Genio universale o semplice prestanome?
Una figura poco conosciuta, non celebrata, che rimane avvolta nell’ombra
La biografia di Shakespeare è basata su una serie di ipotesi e leggende. Gli unici documenti firmati da un uomo che risponde al suo nome riguardano sempre aridi episodi della vita di tutti i giorni (atti notarili, contratti di compravendita). Di conseguenza, è sorto il dubbio che il provinciale William Shakespeare da Stratford, venuto a Londra in cerca di fortuna, abbia finito con il fare da prestanome a un personaggio importante, magari un esponente dell’alta aristocrazia elisabettiana, il quale, per ragioni di opportunità, non poteva rivelarsi come autore di teatro. Ma chi sarebbe stato il misterioso personaggio a cui Shakespeare avrebbe accettato di fare da “controfigura”? Sono state avanzate varie ipotesi: il conte di Oxford, quello di Rutland, quello di Derby, o ancora sir Edward Dyer, o addirittura una donna, la contessa di Pembroke.
Bacon…
Nel 1857 Delia Bacon, discendente del filosofo Francis Bacon (1561-1626), formulò la teoria oggi detta “baconiana”: il pensatore sarebbe stato a tempo perso anche un autore teatrale, ma poiché tale attività mal si accordava con la gravità dei suoi studi, avrebbe deciso di ricorrere a uno pseudonimo, William Shakespeare, appunto.
… o Marlowe?
Nel Novecento si è fatta strada un’altra ipotesi, avvincente e insieme rocambolesca: dietro a Shakespeare si celerebbe il drammaturgo e poeta Christopher Marlowe (1564-1593), artista inquieto, figlio di un ciabattino ma educato a Cambridge grazie a una borsa di studio, e morto a ventinove anni in una bettola londinese nel corso di una rissa. Alcuni studiosi ritengono che Marlowe fosse un informatore segreto della Corona britannica, e qualcuno si è spinto a credere che egli non sia morto nella famosa zuffa, ma sia invece riparato in Francia sotto falso nome per mettersi al sicuro o per svolgere qualche incarico riservato per conto di Sua Maestà. Dalla Francia Marlowe avrebbe continuato a scrivere, affidando le sue opere a qualcuno che le facesse passare come proprie: William Shakespeare.

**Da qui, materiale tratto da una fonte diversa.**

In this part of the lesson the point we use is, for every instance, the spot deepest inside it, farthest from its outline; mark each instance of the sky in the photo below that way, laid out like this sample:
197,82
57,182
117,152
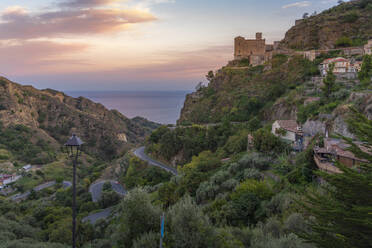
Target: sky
108,45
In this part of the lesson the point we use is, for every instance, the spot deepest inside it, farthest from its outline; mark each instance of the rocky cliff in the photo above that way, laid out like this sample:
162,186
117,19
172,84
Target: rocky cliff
348,24
53,117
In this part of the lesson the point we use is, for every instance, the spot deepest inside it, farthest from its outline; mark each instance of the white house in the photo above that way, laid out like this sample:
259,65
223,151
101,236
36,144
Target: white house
343,67
27,168
368,48
288,130
8,179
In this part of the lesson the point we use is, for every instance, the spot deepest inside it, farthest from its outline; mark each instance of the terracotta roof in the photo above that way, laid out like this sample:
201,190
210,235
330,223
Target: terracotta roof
289,125
340,147
333,60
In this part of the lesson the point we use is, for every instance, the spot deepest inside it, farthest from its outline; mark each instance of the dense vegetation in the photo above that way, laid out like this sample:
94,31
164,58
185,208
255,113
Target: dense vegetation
238,184
19,141
241,94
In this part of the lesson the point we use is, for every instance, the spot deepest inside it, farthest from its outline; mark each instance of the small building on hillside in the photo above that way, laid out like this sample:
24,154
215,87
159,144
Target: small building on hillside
336,150
27,168
368,48
7,179
290,131
256,50
343,68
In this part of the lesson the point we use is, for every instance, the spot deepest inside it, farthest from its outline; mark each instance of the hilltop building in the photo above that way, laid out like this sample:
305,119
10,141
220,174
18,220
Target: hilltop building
344,68
256,50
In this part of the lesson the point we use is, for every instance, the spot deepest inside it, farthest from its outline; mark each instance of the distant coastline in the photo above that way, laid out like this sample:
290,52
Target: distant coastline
159,106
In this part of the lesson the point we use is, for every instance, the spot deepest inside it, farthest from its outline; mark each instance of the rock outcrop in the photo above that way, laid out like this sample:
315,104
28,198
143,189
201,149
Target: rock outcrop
53,116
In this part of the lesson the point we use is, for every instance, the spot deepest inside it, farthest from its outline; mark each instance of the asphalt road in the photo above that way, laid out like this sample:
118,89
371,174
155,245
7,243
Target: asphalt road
93,218
19,197
140,153
95,189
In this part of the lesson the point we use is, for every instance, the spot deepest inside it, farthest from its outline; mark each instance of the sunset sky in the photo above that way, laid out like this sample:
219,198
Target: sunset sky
132,44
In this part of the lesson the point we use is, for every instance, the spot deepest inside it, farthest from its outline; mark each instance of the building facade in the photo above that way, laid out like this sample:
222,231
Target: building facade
290,131
342,68
368,48
256,50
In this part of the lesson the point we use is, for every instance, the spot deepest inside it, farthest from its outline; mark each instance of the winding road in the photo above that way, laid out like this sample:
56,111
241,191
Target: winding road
140,153
93,218
20,197
95,189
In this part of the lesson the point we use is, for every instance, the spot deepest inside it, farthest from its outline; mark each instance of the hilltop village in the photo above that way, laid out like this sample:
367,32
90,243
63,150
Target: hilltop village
275,151
346,64
258,52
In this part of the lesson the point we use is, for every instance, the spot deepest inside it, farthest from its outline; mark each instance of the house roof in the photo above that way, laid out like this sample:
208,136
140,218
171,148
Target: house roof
289,125
333,60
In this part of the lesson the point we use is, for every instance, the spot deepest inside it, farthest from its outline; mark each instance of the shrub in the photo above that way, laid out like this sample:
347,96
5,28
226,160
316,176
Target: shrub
344,42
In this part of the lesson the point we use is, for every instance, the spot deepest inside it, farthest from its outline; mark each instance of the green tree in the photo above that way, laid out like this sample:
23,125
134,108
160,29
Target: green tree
365,73
342,211
138,217
329,81
188,226
210,76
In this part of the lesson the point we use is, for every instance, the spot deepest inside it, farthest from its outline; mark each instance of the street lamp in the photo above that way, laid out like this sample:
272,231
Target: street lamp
73,150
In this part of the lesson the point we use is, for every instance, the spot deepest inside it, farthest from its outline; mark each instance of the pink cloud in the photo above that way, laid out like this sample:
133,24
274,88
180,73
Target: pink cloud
85,3
28,57
18,24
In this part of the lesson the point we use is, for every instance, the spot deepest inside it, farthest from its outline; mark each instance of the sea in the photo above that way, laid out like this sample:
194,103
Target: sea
158,106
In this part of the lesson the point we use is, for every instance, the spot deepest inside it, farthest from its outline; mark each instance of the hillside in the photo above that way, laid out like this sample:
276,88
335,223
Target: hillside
348,24
239,93
50,117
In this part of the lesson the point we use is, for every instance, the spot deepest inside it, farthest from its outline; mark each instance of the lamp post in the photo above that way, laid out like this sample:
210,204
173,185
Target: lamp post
73,150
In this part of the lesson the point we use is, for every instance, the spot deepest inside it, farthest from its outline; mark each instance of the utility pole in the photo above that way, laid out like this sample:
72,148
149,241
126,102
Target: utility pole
161,230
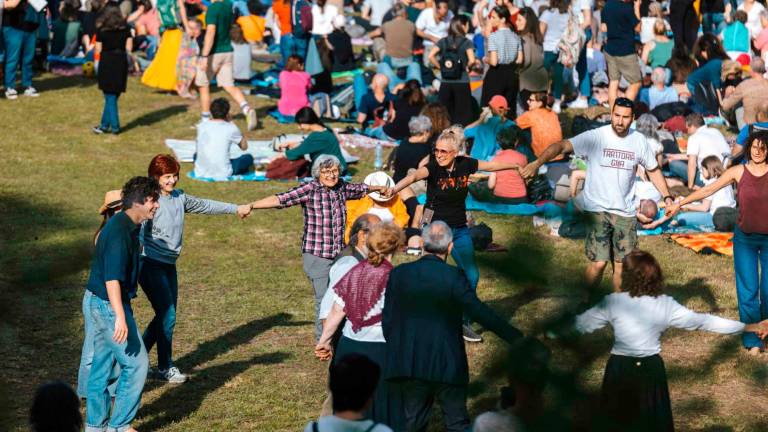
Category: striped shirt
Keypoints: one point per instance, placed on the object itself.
(325, 214)
(506, 44)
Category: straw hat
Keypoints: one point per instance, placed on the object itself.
(112, 199)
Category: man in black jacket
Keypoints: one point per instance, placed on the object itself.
(422, 323)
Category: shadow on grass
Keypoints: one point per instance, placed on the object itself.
(552, 394)
(153, 117)
(37, 257)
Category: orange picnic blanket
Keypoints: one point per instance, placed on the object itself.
(721, 243)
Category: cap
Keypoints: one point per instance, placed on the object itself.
(112, 199)
(498, 102)
(378, 178)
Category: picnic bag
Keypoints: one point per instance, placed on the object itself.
(451, 66)
(571, 42)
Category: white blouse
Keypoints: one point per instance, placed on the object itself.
(638, 322)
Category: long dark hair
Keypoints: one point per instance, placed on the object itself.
(531, 25)
(111, 18)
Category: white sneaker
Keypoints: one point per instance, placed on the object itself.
(250, 119)
(31, 92)
(556, 107)
(579, 103)
(173, 375)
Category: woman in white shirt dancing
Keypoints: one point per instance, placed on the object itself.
(635, 395)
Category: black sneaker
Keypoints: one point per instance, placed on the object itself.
(470, 335)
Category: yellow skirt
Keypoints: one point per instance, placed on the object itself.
(161, 73)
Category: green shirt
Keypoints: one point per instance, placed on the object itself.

Un’ipotesi meno romanzesca
Una spiegazione delle lacune nella biografia di Shakespeare, in realtà, non deve necessariamente calcare strade così romanzesche. All’epoca, il pubblico era interessato soprattutto agli attori, mentre gli autori restavano nell’ombra. Spesso le compagnie compravano i copioni per poco denaro, e da quel momento se ne assicuravano la proprietà esclusiva: l’autore perdeva così ogni diritto sull’opera. Inoltre, Shakespeare non era un attore di primo piano, quanto piuttosto un comprimario, se non un “caratterista”, ricoprendo talvolta, anche nelle rappresentazioni dei suoi drammi, parti decisamente minori (come per esempio lo spettro nell’Amleto, che pare fosse il suo “pezzo forte” come attore). Non deve perciò stupire il fatto che nessun contemporaneo si sia preoccupato di annotare i fatti della sua vita o di conservare i documenti che lo riguardavano.